Zentral stand und steht dafür die Parole: "Das Private ist politisch!" Diese jedoch allein als Kulturkritik zu fassen, greift zu kurz, weil es die Verwobenheit kultureller Missachtung und ökonomischer Ausbeutung im Geschlechterverhältnis nicht erkennt. Dominant wird aber eine Kulturkritik, die sich weitgehend getrennt von Sozialkritik artikuliert. Political Correctness steht für eine "Politik der Identitäten", eine "Kulturalisierung der Politik" und die Politisierung von einst als unpolitisch betrachteten Bereichen der gesellschaftlichen Strukturierung.

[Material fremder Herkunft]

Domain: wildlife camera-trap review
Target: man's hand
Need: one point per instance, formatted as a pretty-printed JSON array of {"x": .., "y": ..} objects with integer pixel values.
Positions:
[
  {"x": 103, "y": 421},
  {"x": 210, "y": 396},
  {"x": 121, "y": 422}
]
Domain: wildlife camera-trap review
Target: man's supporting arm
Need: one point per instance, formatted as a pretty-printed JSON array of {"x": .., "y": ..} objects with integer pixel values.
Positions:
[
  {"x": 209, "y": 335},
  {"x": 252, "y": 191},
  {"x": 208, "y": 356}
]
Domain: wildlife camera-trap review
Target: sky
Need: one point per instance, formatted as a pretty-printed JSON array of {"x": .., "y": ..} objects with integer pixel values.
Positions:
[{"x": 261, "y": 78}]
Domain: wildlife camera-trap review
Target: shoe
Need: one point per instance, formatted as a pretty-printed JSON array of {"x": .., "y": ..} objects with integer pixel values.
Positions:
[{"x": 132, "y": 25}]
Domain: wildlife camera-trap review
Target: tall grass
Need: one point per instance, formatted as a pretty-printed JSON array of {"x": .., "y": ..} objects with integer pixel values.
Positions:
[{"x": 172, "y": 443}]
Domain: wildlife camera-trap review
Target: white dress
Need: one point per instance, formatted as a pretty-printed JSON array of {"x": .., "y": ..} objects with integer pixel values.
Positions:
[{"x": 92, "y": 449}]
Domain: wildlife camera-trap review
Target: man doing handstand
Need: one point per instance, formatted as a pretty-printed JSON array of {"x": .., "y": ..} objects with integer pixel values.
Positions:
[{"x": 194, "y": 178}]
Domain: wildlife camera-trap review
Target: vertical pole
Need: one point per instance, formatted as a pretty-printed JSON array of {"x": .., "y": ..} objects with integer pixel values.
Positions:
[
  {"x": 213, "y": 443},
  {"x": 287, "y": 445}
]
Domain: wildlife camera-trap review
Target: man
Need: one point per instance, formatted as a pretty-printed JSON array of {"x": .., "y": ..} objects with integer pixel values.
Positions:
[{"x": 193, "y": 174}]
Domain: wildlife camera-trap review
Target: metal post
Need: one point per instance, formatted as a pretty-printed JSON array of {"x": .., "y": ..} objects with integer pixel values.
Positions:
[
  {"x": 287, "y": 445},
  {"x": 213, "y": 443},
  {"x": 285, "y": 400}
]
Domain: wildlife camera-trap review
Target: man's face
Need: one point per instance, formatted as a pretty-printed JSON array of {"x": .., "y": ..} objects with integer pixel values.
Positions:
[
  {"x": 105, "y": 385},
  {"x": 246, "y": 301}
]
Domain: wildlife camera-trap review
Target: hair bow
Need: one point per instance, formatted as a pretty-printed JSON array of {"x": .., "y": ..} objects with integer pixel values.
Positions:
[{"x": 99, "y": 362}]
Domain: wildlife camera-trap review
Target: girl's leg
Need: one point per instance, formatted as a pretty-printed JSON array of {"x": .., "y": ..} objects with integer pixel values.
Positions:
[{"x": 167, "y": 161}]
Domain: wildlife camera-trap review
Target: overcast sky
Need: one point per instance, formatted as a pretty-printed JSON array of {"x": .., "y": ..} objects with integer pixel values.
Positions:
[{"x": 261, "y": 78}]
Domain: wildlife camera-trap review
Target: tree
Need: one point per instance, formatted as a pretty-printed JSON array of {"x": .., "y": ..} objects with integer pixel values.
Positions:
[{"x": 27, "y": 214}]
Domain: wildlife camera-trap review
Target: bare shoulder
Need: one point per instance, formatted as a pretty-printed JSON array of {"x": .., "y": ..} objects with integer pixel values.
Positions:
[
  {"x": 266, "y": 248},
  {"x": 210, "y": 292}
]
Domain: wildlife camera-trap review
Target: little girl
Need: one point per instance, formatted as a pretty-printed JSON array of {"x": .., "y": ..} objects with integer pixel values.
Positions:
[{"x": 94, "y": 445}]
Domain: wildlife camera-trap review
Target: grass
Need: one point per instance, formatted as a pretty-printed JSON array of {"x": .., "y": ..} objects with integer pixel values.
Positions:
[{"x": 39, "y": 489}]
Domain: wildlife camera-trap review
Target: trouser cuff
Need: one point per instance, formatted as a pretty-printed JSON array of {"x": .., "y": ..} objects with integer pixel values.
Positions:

Dass die beiden großen Kritikformen am Kapitalismus in dieser historischen Situation gegeneinander in Stellung gebracht werden konnten, hatte wohl mehrere Ursachen: Zum einen war es die Ignoranz der Linken gegenüber den "neuen" Fragen der sozialen Bewegungen - von Geschlechterverhältnissen über Ethnizität bis hin zu sexueller Orientierung. Zum anderen machte sich ein neuer, neoliberaler Kapitalismus Freiheitsforderungen und Praxen der Bewegungen zu eigen und deformierte sie damit - weil er aus kollektiven Handlungsformen individuelle Strategien machte. Beides schwächte die politischen Organisationen der Arbeiterschaft (Gewerkschaften und Massenparteien). Und ein ein neoliberaler Kapitalismus beschränkt auch die Vielfalt der Lebensformen, die er zu ermöglichen vorgibt.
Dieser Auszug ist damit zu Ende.